- Date: 25 April–2 May
- Edition: 2nd
- Surface: Clay
- Location: Tigre, Argentina

Champions

Singles
- Camilo Ugo Carabelli

Doubles
- Guillermo Durán / Felipe Meligeni Alves
- ← 2022 · Challenger de Tigre · 2023 →

= 2022 Challenger de Tigre II =

The 2022 Challenger de Tigre II was a professional tennis tournament played on clay courts. It was the second edition of the tournament which was part of the 2022 ATP Challenger Tour. It took place in Tigre, Argentina between 25 April and 2 May 2022.
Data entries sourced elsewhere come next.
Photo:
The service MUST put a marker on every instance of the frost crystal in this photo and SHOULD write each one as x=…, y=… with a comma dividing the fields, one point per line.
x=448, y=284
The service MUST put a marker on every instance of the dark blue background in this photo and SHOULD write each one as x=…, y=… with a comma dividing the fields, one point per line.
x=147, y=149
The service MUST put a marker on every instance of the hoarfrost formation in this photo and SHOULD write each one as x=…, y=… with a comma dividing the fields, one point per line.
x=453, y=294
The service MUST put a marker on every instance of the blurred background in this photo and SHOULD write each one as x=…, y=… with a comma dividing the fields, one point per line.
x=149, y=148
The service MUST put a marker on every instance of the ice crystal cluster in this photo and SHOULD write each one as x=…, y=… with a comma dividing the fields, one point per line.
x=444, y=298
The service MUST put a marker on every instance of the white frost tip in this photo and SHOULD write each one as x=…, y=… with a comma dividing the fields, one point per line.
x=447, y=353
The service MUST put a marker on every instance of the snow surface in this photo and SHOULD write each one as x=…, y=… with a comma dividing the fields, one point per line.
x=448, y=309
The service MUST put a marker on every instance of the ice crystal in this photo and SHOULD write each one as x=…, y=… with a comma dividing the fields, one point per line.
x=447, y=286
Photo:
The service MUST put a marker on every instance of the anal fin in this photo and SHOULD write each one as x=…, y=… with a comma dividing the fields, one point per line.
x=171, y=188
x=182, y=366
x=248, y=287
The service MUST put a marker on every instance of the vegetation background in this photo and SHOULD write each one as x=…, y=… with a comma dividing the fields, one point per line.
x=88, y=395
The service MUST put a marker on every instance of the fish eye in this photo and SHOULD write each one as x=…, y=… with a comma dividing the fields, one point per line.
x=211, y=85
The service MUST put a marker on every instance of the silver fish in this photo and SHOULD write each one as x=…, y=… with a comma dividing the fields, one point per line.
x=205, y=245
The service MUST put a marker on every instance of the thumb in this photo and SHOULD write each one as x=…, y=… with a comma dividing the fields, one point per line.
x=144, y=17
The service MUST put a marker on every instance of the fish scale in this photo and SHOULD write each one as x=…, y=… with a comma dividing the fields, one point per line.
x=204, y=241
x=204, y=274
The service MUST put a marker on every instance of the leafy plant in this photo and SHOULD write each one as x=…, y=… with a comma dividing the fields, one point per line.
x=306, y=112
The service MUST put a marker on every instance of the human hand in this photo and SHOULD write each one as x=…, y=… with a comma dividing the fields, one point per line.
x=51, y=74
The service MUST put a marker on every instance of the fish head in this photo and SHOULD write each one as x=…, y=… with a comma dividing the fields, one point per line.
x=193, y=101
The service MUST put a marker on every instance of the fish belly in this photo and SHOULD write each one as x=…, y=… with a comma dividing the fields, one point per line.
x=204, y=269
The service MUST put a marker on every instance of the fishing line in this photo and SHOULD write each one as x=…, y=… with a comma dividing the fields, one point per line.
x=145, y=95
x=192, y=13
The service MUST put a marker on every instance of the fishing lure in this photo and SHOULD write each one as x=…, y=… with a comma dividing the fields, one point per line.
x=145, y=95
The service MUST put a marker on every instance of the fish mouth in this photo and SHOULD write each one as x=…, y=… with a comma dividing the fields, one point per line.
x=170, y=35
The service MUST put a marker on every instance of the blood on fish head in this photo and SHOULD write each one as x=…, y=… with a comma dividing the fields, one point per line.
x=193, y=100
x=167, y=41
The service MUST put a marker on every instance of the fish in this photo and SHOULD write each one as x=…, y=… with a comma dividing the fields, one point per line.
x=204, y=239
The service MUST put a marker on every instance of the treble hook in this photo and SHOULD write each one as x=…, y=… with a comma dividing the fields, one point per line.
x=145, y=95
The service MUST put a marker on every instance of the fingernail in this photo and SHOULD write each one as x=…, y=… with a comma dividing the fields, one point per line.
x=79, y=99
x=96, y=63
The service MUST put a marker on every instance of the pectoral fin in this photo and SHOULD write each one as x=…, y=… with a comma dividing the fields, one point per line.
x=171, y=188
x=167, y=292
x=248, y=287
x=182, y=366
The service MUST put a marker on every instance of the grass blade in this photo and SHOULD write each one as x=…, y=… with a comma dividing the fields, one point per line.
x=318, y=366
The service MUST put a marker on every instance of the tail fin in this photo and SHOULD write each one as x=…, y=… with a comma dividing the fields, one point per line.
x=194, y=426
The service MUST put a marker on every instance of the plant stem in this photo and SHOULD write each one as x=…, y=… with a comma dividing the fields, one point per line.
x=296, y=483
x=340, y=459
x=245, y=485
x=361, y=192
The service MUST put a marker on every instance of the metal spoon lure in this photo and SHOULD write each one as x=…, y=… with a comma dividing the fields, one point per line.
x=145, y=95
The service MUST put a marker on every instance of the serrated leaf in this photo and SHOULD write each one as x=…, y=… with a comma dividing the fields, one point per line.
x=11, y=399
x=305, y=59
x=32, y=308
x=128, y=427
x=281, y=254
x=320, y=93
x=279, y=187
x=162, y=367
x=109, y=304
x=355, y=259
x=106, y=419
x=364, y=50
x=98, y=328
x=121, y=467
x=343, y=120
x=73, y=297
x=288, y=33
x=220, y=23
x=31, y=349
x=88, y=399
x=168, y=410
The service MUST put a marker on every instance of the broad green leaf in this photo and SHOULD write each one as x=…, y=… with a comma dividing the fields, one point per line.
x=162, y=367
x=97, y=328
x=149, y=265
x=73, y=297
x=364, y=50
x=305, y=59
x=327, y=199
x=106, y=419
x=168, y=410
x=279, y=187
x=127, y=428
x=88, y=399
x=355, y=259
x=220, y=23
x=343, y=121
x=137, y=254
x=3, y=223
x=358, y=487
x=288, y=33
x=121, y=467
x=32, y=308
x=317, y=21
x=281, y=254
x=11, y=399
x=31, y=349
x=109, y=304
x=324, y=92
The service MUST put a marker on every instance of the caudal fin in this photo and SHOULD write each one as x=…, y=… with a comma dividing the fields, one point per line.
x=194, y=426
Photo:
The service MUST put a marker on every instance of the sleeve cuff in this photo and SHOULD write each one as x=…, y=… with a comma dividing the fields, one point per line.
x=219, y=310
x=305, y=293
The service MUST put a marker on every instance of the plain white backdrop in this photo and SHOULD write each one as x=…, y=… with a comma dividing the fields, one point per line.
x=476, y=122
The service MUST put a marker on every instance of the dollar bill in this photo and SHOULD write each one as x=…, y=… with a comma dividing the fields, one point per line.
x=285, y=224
==Singles main-draw entrants==
===Seeds===

| Country | Player | Rank^{1} | Seed |
|---|---|---|---|
| ARG | Facundo Bagnis | 99 | 1 |
| PER | Juan Pablo Varillas | 109 | 2 |
| ARG | Camilo Ugo Carabelli | 168 | 3 |
| ARG | Renzo Olivo | 169 | 4 |
| BRA | Felipe Meligeni Alves | 190 | 5 |
| ARG | Nicolás Kicker | 201 | 6 |
| ARG | Santiago Rodríguez Taverna | 206 | 7 |
| BRA | João Menezes | 251 | 8 |

- ^{1} Rankings are as of 18 April 2022.

===Other entrants===
The following players received wildcards into the singles main draw:
- ARG Facundo Bagnis
- ARG Román Andrés Burruchaga
- ARG Alejo Lorenzo Lingua Lavallén

The following players received entry into the singles main draw as alternates:
- BRA Gustavo Heide
- COL Cristian Rodríguez

The following players received entry from the qualifying draw:
- ISR Daniel Cukierman
- BOL Murkel Dellien
- ARG Franco Emanuel Egea
- ARG Santiago de la Fuente
- ARG Juan Ignacio Galarza
- PER Conner Huertas del Pino

==Champions==
===Singles===

- ARG Camilo Ugo Carabelli def. ARG Andrea Collarini 7–5, 6–2.

===Doubles===

- ARG Guillermo Durán / BRA Felipe Meligeni Alves def. ITA Luciano Darderi / ARG Juan Bautista Torres 3–6, 6–4, [10–3].